Filtering dataframe in spark and saving as avro


I am trying to save a dataframe as avro file. I have read in an xml file that has many nested layers. It stores it as a dataframe. The dataframe is stored successfully. The XML has many namespace headers such as @nso, @ns1, @ns2 etc. These become the headers in the dataframe.

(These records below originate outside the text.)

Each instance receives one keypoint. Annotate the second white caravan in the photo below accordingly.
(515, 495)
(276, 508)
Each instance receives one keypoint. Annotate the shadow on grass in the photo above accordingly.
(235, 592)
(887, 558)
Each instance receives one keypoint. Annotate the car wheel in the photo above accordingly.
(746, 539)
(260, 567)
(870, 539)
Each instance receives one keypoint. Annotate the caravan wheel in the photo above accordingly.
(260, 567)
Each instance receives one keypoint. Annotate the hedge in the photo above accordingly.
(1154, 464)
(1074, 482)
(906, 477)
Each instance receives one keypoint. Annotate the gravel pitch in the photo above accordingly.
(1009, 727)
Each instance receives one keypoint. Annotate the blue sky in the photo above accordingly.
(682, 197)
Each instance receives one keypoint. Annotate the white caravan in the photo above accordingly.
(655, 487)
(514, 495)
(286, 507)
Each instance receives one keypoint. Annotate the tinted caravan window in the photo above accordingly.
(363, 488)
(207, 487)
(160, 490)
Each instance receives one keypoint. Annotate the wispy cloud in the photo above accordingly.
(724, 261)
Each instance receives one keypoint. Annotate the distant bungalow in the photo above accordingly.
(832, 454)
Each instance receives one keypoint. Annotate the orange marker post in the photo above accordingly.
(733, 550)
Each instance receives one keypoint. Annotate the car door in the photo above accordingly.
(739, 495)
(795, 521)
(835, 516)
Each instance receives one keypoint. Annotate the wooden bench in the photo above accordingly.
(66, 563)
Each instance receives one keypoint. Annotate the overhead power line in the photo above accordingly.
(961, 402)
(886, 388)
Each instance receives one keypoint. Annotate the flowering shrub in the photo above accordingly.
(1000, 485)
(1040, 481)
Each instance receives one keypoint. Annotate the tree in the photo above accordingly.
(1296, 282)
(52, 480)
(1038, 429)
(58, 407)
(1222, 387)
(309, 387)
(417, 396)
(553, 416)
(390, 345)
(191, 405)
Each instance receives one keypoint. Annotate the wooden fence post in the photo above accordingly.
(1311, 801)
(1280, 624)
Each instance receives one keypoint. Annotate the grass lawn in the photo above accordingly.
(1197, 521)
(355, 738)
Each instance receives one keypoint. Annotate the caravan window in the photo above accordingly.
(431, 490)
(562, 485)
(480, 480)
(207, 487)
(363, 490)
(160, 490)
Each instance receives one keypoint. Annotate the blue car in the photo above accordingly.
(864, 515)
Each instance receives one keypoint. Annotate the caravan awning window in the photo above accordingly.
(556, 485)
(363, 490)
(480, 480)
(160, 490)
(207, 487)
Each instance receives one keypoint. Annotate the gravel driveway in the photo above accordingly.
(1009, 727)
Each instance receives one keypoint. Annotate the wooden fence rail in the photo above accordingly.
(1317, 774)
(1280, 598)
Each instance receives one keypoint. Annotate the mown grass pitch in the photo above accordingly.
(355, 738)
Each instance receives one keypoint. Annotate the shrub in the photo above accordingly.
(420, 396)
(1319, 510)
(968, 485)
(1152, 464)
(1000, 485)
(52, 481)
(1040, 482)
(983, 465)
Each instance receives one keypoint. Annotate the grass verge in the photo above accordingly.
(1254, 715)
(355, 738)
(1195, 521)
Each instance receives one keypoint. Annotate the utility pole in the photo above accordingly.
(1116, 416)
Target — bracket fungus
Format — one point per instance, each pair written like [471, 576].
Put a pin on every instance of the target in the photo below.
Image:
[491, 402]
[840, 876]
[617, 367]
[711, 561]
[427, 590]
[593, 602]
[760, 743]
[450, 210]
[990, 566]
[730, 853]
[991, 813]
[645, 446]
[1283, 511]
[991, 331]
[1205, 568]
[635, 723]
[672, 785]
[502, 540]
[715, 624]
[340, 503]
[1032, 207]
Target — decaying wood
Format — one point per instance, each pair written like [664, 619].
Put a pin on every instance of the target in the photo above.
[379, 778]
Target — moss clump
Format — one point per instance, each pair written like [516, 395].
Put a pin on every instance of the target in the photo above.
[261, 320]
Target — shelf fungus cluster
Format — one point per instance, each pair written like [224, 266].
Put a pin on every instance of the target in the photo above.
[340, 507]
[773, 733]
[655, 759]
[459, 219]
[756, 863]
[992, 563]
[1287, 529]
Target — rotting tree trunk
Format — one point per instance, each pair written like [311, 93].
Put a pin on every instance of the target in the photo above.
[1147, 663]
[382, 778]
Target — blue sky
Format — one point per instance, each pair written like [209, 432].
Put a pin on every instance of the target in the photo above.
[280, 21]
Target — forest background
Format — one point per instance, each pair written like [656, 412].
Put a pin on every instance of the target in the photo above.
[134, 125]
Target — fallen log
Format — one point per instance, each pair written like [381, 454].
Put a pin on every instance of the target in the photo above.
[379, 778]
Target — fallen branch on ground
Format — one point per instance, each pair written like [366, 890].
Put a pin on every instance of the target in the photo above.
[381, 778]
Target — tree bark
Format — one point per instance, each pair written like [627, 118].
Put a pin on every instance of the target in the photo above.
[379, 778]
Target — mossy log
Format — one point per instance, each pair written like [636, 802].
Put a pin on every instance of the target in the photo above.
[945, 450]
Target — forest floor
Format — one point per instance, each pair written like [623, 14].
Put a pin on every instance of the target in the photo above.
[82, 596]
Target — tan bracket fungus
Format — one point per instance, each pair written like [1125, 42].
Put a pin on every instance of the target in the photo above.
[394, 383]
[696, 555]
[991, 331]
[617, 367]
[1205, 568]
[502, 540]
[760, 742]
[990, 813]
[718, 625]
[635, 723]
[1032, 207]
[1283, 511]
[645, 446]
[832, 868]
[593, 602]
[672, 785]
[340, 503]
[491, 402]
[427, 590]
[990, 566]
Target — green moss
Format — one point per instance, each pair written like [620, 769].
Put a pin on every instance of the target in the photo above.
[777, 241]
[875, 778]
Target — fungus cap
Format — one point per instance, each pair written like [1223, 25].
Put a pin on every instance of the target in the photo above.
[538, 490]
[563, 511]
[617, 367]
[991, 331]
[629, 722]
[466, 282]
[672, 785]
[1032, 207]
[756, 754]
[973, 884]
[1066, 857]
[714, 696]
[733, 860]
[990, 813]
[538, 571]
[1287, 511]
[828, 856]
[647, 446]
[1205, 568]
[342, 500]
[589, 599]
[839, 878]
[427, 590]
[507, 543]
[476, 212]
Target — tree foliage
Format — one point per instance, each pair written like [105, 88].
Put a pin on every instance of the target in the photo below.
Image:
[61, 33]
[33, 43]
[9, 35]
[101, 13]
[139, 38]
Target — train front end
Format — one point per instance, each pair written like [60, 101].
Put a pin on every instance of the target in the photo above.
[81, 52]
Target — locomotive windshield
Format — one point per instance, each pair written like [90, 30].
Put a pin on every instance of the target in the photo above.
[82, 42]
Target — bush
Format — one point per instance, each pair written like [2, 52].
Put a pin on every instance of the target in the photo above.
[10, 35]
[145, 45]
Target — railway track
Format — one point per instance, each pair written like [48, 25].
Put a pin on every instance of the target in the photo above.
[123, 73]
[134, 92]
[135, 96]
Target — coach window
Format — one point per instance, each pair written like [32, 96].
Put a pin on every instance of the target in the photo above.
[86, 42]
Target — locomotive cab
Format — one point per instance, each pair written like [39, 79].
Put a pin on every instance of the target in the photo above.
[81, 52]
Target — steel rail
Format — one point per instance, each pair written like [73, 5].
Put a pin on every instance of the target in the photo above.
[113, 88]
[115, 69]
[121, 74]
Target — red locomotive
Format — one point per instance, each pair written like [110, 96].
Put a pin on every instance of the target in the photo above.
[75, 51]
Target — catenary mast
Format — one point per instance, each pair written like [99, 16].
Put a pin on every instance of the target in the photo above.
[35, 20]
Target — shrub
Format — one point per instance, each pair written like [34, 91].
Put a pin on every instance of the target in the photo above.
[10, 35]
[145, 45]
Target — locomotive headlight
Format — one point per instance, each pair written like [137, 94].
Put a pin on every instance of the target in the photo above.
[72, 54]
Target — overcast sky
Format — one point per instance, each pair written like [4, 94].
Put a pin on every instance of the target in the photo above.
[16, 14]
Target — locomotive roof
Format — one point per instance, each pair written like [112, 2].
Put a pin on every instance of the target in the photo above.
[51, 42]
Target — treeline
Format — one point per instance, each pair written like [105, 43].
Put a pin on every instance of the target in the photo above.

When I try to save it as avro file it gives me this error:

Exception in thread "main" org.apache.avro.SchemaParseException: Illegal initial character: @ns0

Code:

val conf = new SparkConf()
         .setMaster("local[2]")
         .setAppName("conversion")
val sc = new SparkContext(conf)

val sqlContext = new SQLContext(sc)

val df = sqlContext.read
  .format("com.databricks.spark.xml")
  .option("rowTag", "Stuff")
  .load("sample.xml")

df.printSchema()
df.show()

df.write
  .format("com.databricks.spark.avro")
  .save("output")

Solution

  • A valid Avro name has to start with a letter or an underscore so you have either rename columns generated from attributes or specify alternative prefix. spark-csv allows you to configure attribute prefix using attributePrefix property:

    val df = sqlContext.read
      .format("com.databricks.spark.xml")
      .option("rowTag", "Stuff")
      .option("attributePrefix", "attr_")  // or some other prefix of your choice
      .load("sample.xml")